Art Chianello, who has led Bakersfield’s Water Resources Department through two of the state’s worst droughts and one of its wettest years on record, is retiring at the end of September.
Most municipal water departments are fairly quiet operations. As long as water comes out of taps, not many people pay attention.
But the Bakersfield water department is in the unique position of also tracking and managing flows on the Kern River – a highly contentious piece of water – which it partly owns.
So, while Chianello oversaw the city’s growing domestic water systems, he was also smack in the middle of nearly every ongoing Kern River legal controversy. And because the city is the official record keeper of river flows, Chianello has had a starring role in hearings by the State Water Resources Control Board about whether there’s any available water on the Kern.
After some water was deemed forfeited by the Kern Delta Water District, a number of entities, including the city, applied to the state Water Board for the water. Only the city has pledged to run it down the river bed. The city’s contention has been that the forfeited water is a new “chunk” of water that the board should reassign to a new owner.
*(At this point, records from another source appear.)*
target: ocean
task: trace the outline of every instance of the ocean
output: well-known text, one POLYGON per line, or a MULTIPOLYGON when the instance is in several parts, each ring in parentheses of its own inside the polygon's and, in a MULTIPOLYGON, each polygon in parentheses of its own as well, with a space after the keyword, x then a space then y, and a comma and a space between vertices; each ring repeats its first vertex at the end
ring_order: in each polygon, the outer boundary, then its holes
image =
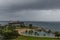
MULTIPOLYGON (((6 25, 9 21, 0 21, 0 24, 6 25)), ((24 21, 24 24, 28 26, 29 24, 32 24, 36 27, 42 27, 45 29, 50 29, 52 31, 59 31, 60 32, 60 22, 37 22, 37 21, 24 21)))

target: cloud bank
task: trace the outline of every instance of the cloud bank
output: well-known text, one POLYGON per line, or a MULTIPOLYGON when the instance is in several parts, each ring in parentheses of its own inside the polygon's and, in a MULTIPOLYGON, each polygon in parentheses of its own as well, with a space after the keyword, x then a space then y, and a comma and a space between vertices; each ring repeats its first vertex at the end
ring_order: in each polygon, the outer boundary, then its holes
POLYGON ((60 21, 60 0, 0 0, 0 21, 60 21))

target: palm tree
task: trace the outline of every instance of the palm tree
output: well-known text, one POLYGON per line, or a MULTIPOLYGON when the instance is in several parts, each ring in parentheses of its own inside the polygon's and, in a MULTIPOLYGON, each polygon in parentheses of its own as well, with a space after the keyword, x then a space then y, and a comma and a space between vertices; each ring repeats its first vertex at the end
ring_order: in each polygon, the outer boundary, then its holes
POLYGON ((39 36, 39 34, 37 32, 35 32, 35 35, 38 35, 39 36))
POLYGON ((29 28, 32 28, 32 24, 29 24, 29 28))
POLYGON ((29 31, 29 34, 31 34, 31 35, 32 35, 32 33, 33 33, 33 30, 30 30, 30 31, 29 31))
POLYGON ((55 34, 55 37, 58 37, 58 38, 60 37, 60 33, 59 32, 55 32, 54 34, 55 34))

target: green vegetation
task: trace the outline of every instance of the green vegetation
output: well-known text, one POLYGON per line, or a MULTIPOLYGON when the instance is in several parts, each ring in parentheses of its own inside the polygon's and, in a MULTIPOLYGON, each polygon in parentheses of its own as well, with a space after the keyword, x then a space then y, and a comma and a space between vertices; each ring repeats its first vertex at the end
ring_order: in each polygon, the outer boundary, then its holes
POLYGON ((45 37, 29 37, 29 36, 19 36, 13 40, 60 40, 59 38, 45 38, 45 37))
MULTIPOLYGON (((21 29, 21 28, 29 28, 29 29, 35 29, 35 27, 33 27, 32 24, 29 24, 28 27, 26 27, 24 24, 20 24, 20 25, 17 25, 17 24, 13 24, 13 25, 5 25, 4 27, 1 26, 0 24, 0 34, 3 35, 3 40, 60 40, 60 33, 59 32, 55 32, 53 34, 55 34, 55 37, 56 38, 48 38, 48 37, 30 37, 30 36, 21 36, 20 34, 18 34, 18 32, 15 30, 15 29, 21 29)), ((37 29, 37 28, 36 28, 37 29)), ((42 29, 44 31, 44 29, 42 29)), ((41 29, 40 30, 37 30, 37 31, 42 31, 41 29)), ((48 31, 44 31, 46 33, 52 33, 51 30, 48 30, 48 31)), ((26 33, 29 33, 32 35, 33 33, 33 30, 26 30, 26 33)), ((39 34, 37 32, 35 32, 35 35, 38 35, 39 34)), ((45 34, 44 34, 45 36, 45 34)))

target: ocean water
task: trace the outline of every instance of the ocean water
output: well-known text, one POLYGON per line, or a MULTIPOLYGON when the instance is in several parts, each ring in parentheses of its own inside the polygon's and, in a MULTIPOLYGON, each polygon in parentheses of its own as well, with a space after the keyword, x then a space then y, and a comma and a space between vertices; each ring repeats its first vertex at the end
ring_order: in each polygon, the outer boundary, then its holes
MULTIPOLYGON (((0 24, 6 25, 9 21, 0 21, 0 24)), ((24 21, 24 24, 28 26, 29 24, 33 24, 33 26, 43 27, 45 29, 50 29, 52 31, 60 32, 60 22, 33 22, 33 21, 24 21)))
Other river interests, including the North Kern Water Storage District, have vehemently disagreed, saying that forfeited water should simply be given to the next right holder in line. Those hearings are set to resume next month.
Despite the disagreements, Chianello approached his job with a steadfastly cheerful attitude.
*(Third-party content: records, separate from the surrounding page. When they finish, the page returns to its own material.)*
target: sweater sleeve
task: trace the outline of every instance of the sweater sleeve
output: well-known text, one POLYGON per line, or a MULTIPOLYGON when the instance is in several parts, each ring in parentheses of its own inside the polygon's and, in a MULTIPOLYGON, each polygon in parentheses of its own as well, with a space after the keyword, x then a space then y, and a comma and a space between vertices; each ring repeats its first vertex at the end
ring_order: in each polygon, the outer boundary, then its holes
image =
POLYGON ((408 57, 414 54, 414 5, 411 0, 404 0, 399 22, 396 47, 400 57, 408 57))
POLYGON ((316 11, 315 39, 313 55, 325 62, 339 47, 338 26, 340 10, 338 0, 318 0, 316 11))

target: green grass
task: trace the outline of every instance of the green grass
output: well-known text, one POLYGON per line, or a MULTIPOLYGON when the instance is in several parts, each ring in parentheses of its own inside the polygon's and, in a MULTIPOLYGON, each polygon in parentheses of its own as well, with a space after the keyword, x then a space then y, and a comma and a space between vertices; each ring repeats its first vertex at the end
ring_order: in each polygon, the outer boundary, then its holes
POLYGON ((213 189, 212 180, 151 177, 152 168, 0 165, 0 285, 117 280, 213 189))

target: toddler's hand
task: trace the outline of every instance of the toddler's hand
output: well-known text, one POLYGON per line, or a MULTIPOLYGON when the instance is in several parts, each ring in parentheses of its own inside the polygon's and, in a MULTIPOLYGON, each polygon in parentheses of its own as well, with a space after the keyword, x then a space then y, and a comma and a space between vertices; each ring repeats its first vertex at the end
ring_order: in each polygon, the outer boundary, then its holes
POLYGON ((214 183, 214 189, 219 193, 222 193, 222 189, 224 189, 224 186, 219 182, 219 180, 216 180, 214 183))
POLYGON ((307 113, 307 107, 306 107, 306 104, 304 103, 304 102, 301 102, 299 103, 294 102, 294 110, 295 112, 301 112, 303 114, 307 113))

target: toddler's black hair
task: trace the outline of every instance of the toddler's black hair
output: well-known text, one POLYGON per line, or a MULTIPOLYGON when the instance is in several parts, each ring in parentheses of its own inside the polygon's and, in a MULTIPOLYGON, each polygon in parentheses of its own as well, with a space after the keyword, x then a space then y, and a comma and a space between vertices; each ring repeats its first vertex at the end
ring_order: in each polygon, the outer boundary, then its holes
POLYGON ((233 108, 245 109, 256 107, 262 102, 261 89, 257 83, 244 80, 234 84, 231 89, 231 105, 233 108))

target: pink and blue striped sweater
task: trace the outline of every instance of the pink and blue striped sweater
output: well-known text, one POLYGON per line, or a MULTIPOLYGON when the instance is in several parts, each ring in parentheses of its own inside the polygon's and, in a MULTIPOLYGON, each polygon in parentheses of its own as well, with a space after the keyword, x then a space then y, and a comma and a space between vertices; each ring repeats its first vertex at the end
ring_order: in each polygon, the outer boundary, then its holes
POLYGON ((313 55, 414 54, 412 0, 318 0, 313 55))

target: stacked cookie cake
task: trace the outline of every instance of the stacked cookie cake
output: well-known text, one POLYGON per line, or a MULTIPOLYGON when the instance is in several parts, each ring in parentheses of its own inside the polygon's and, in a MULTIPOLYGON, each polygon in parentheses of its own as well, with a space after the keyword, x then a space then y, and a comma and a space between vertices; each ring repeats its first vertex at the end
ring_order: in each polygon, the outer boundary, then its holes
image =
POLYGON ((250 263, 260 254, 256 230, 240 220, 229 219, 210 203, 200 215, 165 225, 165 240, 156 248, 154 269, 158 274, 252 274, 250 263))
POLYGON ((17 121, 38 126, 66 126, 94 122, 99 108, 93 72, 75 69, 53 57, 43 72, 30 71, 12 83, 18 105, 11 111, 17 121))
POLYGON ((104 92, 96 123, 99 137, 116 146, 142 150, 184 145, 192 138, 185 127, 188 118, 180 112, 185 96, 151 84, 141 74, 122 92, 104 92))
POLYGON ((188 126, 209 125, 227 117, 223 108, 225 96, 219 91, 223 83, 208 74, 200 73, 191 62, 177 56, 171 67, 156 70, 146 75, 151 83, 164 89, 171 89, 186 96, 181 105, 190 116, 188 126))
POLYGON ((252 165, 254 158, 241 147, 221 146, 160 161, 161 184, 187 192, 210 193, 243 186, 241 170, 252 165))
“There are many great things about my job,” he wrote in a text. “Working in cooperation with the Kern River Water Master, the Kern River interests, and working with a hard working, dedicated, and talented staff at the Water Resources Department.”
Not so great aspects of the job: “Multi-year droughts which seem to never end soon enough and the hope for next year to be wet never fades,” he wrote.
Through it all, Chianello was known for fostering a collegial environment.
“I would personally like to say that I along with everyone at Cal Water have had a long, cooperative relationship with Art,” wrote Tamara Johnson, district manager for California Water Services, in an email. “Through this cooperative relationship, we have been successful in ensuring that even in the most severe circumstances, such as the drought, we have continued to work together to support Bakersfield residents and businesses.”
Cal Water buys Kern River supplies from the city, serves the majority of Bakersfield and handles billing and other issues for the city’s direct drinking water system, which serves a smaller portion of residents.
Likewise, staff at the Kern County Water Agency, which provides drinking water through its Improvement District No. 4 to east Bakersfield, credited Chianello’s easy demeanor.
“Art was always willing to work with Improvement District No. 4 on water management programs for the metropolitan Bakersfield area,” agency staff wrote in an email. “We didn’t always agree, but it never stopped us from working together for the benefit of the local community.”
Other water managers credited Chianello’s focus on collaboration with helping to end previously acrimonious relationships.
“Art was instrumental in renewing the City’s positive relationship with Kern Delta , which has led to collaborations such as the formation of the Kern River Groundwater Sustainability Agency,” wrote Kern Delta General Manager Steve Teglia. “Art will leave a big void behind at the City Water Resources Department given the knowledge and character he takes with him into retirement.”
Chianello started his career with the city in 2002 as an engineer in the Public Works Department mainly in the Wastewater Division, where he helped design one of the city’s treatment plants.
He took over the helm of the Water Resources Department in 2010 and “learned quickly about the Kern River, canals, daily operations, the law of the river, agreements, storage at Isabella, and record keeping,” Chianello wrote.
He hasn’t heard when his replacement will be announced.
Assistant City Manager Gary Hallen said the city is engaged in a “nationwide search” for the right person. In the meantime, Hallen will take over as interim Water Resources Manager starting Oct. 1.
Chianello said he has no post-retirement plans yet and his wife expect to remain in Bakersfield. They have one college-age son who is attending Georgia Institute of Technology.